El 24 de diciembre de 1990, fui a hacerme un examen prenatal de rutina en una clínica adjunta a nuestro hospital de maternidad local. Dado el volumen de nacimientos en esa parte del mundo en aquel momento, ponían a las mujeres embarazadas en un “equipo” para la atención prenatal y entraban y salían de estos chequeos a la velocidad de la luz.
Yo estaba embarazada de ocho meses y medio, y el obstetra se preocupó cuando mencioné que parecía haber una constante disminución de la actividad fetal en los últimos meses. Como este era mi primer hijo, pensé que esto era normal a medida que se acercaba la fecha del parto.
Después de examinarme, el obstetra me dijo que tenía 15 minutos para irme a casa, empacar mis maletas y regresar al hospital para el nacimiento del bebé. Me comuniqué con mi marido, quien salió del trabajo de inmediato y se reunió conmigo en nuestro apartamento.
Fue un momento muy difícil. La empresa de mi esposo lo había transferido a los Emiratos Árabes Unidos. Yo había renunciado a mi trabajo de profesora en Canadá para seguirlo. Teníamos veintitantos años, éramos jóvenes, inexpertos y sin familia cercana que nos apoyara. El mundo estaba en vilo después de ver cómo se desarrollaba la invasión al vecino Kuwait, y en ese momento, las tropas Aliadas estaban inundando nuestra área en preparación para la Operación Tormenta del Desierto, la liberación de Kuwait liderada por Estados Unidos.
Mi esposo era el gerente general de un negocio que languidecía debido a los disturbios en el Medio Oriente, y las advertencias de viaje instaban a los ciudadanos extranjeros a abandonar el área y regresar a sus hogares. También actuaba en calidad oficial de “guardián” canadiense, que era una función de embajador de facto. Una evacuación era inminente, y se esperaba que él supervisara la ejecución de ese plan en beneficio de los canadienses en la región si era necesario. Nuestro hospital de maternidad local —el lugar mismo donde estaba programado que diera a luz a nuestro hijo— había sido designado para recibir a los heridos que llegaran si era necesario. Fue un momento abrumador. Y ahora la vida de nuestro bebé parecía estar en peligro.

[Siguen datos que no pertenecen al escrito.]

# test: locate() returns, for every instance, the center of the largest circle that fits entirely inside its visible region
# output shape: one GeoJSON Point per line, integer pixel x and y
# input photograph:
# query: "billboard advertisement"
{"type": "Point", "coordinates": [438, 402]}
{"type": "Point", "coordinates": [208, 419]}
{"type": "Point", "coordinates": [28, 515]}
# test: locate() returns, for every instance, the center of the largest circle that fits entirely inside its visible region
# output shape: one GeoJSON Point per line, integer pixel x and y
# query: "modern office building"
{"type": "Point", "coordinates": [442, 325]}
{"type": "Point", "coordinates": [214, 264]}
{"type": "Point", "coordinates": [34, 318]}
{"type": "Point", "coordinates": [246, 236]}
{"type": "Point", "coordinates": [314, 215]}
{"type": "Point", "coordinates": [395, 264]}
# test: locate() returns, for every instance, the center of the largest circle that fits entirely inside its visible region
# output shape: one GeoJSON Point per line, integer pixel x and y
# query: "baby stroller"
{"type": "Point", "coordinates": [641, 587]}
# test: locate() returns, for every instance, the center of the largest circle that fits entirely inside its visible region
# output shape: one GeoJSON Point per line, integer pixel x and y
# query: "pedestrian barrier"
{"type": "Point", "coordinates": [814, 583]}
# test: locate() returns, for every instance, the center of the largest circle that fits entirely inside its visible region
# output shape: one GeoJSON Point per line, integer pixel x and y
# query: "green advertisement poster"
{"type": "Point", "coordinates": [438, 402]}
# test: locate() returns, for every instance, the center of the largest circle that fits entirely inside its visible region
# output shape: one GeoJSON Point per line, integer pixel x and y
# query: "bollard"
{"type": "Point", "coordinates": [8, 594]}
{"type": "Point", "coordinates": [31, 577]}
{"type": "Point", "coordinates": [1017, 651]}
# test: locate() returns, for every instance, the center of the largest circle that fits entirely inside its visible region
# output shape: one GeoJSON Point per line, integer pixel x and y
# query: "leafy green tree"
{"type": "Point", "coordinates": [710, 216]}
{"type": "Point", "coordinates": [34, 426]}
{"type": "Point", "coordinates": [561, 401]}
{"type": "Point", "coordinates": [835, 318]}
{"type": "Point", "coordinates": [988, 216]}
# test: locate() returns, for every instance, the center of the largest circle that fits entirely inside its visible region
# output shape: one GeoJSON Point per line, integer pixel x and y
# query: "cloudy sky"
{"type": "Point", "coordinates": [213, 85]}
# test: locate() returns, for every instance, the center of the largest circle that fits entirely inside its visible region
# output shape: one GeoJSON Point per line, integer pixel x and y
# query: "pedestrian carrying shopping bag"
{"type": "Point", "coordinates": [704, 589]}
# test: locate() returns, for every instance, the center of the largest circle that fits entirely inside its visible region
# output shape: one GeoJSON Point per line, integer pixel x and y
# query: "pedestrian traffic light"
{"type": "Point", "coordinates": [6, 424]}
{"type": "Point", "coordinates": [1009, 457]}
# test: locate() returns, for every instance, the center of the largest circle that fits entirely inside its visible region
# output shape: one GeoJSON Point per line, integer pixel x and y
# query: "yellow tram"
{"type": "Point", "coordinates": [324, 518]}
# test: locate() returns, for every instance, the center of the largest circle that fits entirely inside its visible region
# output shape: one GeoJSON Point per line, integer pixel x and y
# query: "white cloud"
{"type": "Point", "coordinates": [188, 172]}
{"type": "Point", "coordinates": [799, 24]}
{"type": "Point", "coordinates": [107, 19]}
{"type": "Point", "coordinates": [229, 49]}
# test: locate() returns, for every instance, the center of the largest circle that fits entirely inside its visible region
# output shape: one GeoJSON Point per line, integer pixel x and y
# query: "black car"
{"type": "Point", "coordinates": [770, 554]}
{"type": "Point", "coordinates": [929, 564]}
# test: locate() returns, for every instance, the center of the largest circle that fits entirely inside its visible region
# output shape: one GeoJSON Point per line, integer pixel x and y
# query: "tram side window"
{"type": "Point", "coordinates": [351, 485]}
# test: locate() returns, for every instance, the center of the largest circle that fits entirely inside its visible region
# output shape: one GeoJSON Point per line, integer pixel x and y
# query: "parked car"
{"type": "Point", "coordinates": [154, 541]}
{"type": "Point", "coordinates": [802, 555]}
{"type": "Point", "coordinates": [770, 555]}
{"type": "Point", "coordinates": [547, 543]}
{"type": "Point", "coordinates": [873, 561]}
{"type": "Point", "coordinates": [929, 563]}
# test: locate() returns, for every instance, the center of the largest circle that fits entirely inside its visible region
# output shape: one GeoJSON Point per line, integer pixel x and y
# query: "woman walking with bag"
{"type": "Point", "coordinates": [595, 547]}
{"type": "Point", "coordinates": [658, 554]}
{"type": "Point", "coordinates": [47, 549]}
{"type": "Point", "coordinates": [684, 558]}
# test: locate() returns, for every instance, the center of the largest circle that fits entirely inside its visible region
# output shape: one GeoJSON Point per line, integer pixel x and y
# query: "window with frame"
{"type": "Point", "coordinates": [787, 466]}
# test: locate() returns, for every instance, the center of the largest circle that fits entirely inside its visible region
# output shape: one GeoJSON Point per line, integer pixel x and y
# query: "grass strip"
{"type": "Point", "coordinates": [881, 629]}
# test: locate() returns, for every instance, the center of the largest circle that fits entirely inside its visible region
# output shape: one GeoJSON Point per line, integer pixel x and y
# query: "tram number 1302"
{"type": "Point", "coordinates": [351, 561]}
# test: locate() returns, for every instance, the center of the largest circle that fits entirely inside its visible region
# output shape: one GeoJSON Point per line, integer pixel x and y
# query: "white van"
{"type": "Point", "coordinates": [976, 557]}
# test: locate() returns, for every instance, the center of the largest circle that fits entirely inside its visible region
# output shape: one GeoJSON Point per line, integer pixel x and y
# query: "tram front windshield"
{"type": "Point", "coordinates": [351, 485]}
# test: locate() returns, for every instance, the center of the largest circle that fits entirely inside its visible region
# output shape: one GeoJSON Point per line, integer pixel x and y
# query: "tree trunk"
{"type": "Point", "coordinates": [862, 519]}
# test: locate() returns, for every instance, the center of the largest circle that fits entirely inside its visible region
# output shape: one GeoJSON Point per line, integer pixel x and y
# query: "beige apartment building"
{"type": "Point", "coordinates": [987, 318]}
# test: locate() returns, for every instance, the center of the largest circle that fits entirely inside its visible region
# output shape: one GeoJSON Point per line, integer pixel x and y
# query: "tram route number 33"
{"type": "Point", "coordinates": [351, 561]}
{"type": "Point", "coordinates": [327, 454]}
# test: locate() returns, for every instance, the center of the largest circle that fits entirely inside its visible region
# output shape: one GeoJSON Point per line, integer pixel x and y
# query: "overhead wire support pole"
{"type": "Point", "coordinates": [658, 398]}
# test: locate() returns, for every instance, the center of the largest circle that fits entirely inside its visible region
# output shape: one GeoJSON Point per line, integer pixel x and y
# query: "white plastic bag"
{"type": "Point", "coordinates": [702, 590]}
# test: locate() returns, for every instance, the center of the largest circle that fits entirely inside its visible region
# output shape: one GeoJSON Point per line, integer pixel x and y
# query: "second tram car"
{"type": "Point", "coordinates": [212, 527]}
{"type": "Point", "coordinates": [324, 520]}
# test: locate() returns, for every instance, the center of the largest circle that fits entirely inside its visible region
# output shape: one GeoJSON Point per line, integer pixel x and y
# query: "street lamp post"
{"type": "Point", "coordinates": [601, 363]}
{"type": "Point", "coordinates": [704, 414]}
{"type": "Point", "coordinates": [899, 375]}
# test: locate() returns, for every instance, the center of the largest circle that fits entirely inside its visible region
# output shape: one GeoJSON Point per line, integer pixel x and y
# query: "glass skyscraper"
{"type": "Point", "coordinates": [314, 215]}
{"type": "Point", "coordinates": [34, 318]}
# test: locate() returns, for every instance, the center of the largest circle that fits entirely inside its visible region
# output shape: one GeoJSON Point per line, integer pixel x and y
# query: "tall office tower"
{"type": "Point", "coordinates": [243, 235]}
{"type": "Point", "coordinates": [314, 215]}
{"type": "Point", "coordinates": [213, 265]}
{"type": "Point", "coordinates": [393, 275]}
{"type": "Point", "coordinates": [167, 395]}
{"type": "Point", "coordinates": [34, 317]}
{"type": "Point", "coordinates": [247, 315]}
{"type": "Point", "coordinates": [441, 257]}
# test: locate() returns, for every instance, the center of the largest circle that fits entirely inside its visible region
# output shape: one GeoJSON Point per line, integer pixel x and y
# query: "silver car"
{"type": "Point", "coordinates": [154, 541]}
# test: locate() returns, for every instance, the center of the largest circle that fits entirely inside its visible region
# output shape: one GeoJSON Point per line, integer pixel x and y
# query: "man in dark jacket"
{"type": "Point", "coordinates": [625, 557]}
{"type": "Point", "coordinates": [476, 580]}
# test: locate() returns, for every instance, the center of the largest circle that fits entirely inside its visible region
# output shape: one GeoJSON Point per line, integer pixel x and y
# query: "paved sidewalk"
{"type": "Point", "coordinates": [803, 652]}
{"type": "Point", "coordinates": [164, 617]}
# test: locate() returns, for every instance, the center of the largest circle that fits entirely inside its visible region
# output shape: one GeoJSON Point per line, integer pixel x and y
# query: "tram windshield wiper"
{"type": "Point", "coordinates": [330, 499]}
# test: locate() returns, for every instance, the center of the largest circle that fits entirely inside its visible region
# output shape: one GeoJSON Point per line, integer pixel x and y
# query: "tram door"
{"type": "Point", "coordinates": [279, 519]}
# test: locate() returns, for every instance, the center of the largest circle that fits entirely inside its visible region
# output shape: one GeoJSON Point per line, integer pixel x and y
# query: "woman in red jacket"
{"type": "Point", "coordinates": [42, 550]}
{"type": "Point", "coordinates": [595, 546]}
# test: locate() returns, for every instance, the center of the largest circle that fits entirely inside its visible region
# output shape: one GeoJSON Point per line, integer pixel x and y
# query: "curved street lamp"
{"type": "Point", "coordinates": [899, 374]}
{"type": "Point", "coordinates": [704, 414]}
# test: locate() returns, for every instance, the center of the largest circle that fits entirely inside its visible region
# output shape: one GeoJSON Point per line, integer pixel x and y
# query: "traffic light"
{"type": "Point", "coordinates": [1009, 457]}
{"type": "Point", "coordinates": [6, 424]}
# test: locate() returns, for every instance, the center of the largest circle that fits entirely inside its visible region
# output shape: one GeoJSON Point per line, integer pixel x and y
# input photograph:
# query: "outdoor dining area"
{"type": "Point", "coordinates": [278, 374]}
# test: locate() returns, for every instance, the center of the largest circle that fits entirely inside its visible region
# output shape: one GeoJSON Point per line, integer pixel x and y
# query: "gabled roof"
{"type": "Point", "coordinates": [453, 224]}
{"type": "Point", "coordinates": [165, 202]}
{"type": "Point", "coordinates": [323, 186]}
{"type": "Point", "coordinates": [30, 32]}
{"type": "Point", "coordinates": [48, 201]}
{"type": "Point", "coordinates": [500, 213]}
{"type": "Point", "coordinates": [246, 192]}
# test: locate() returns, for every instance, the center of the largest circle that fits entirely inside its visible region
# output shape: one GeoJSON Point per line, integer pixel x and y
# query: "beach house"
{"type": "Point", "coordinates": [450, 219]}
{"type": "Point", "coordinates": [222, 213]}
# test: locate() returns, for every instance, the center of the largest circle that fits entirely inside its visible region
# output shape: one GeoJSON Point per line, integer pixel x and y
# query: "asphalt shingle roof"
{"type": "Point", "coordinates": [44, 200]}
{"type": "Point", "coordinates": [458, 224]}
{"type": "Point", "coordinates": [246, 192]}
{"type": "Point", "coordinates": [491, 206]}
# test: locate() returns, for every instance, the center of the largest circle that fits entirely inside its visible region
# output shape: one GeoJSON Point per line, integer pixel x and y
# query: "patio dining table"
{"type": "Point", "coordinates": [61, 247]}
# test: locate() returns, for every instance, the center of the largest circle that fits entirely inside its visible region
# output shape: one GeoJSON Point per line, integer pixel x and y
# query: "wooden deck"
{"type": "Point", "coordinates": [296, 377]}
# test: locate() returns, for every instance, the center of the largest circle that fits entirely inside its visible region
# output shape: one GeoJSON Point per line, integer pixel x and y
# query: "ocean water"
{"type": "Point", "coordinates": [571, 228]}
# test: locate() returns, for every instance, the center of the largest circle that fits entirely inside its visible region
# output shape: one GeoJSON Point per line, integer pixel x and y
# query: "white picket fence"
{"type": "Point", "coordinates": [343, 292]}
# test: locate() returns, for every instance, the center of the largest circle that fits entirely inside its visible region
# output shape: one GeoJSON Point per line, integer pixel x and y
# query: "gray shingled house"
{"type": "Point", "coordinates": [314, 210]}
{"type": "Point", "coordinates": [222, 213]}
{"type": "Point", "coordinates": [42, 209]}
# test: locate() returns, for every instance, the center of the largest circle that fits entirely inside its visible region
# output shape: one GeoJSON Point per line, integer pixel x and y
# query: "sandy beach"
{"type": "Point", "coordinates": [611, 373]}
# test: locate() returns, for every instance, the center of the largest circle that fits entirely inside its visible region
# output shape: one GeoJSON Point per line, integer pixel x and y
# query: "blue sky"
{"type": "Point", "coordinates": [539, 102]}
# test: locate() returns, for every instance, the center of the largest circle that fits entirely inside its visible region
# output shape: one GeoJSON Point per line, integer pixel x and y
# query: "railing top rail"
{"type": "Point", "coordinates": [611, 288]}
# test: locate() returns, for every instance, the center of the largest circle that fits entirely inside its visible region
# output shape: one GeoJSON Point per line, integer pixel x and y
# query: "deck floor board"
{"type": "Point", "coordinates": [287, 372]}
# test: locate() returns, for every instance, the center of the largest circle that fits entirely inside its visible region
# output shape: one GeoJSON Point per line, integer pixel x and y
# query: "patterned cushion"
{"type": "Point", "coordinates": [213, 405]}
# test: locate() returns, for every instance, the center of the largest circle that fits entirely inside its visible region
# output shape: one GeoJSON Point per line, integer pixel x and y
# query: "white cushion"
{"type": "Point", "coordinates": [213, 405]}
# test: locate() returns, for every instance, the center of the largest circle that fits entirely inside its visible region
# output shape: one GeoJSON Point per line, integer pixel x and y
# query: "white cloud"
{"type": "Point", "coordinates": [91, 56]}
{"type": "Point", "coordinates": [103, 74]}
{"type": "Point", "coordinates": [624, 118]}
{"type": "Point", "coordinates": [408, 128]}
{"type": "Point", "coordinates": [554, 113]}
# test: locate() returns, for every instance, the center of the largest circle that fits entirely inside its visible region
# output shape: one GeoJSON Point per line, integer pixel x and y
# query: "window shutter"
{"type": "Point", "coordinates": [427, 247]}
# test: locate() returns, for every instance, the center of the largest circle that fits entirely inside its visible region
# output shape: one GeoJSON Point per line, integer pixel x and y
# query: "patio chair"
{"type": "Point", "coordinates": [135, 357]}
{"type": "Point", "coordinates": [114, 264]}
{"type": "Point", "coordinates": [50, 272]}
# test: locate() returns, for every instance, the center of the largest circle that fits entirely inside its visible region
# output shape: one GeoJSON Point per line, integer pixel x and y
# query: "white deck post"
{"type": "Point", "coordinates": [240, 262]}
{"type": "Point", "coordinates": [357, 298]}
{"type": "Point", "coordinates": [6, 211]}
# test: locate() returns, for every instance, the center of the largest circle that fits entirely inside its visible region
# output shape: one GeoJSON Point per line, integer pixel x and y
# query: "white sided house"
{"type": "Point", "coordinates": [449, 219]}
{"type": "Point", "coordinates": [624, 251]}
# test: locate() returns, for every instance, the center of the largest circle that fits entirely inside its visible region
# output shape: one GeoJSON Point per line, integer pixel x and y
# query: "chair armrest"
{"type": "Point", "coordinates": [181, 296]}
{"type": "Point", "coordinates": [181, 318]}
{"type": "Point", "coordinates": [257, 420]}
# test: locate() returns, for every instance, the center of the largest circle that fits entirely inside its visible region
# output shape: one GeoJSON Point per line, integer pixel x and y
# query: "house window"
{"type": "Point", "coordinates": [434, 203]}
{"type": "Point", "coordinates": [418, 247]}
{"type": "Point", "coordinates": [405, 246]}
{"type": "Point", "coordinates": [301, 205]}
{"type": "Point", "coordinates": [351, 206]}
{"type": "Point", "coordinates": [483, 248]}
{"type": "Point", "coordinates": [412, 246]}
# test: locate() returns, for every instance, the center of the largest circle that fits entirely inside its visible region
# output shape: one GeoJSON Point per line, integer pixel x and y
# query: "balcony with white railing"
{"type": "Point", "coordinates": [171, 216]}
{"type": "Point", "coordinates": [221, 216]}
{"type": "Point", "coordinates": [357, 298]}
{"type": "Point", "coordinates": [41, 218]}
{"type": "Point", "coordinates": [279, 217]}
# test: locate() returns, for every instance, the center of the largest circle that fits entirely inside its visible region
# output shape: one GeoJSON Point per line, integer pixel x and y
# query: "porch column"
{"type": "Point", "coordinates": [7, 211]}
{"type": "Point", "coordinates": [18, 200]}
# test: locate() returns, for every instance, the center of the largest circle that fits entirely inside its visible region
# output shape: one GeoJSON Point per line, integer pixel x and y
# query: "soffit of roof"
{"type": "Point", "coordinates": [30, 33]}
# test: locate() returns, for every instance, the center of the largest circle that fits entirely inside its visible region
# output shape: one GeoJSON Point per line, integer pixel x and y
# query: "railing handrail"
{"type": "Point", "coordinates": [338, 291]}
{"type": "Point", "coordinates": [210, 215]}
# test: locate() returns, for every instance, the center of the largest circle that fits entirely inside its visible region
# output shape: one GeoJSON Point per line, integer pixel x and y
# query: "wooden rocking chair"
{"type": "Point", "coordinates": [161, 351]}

Yo era una estudiante relativamente nueva de la Ciencia Cristiana, y antes de ir al hospital, llamé a un practicista de la Ciencia Cristiana para que me diera tratamiento metafísico. El practicista sugirió que consideráramos detenidamente las palabras de un poema de Mary Baker Eddy llamado “La oración vespertina de la madre”. Me aferré a las reconfortantes palabras de ese poema, especialmente al primer verso:
Gentil presencia, gozo, paz, poder,
divina Vida, Tuyo todo es.
Amor, que al ave Su cuidado da,
conserva de mi niño el progresar.
(Escritos Misceláneos, pág. 389)
Estas palabras revelan la paz, el gozo y el poder de la presencia eterna de Dios, que disuelve su opuesto: la inquietud, el miedo, la duda, el odio, la pérdida y el dolor; todas las cosas que se arremolinaban alrededor de nosotros en aquel momento en nuestra experiencia. Cada vez que me llegaba la sugestión de que podíamos perder a nuestro bebé —y sucedía a menudo— recurría a este poema para asegurarme de que Dios, la Vida, estaba allí sosteniéndonos a todos; que Dios no nos había abandonado, a pesar de las terribles circunstancias humanas en las que nos encontrábamos; que Él amaba a nuestra pequeña familia en ciernes; que Su poder era suficiente para restaurar nuestra paz y alegría, y que podíamos confiar en que Él cuidaría de todos nosotros. Esto ayudó a calmar el miedo que mi esposo y yo sentíamos en ese momento.
Con el apoyo amoroso y las oraciones del practicista de la Ciencia Cristiana, nuestra hija llegó sana y salva el día de Navidad. Estábamos muy agradecidos por esta evidencia del cuidado y la protección de Dios, ya que solo nos enteramos en el parto de que el cordón umbilical estaba enrollado dos veces alrededor del cuello de nuestra bebé. De hecho, el Amor divino conserva “el progresar” de todos nosotros.
La guerra duró poco tiempo. La sensación de normalidad regresó y los negocios comenzaron a prosperar una vez más. Mi esposo recibió una distinción del gobierno de Canadá por sus servicios al garantizar la seguridad de los ciudadanos canadienses durante ese tiempo de gran inquietud. Nuestra pequeña familia tuvo una experiencia increíble y transformadora al vivir en los Emiratos Árabes Unidos durante varios años más antes de regresar a Canadá, más fuertes y espiritualmente más vigorosos debido a este tiempo de prueba.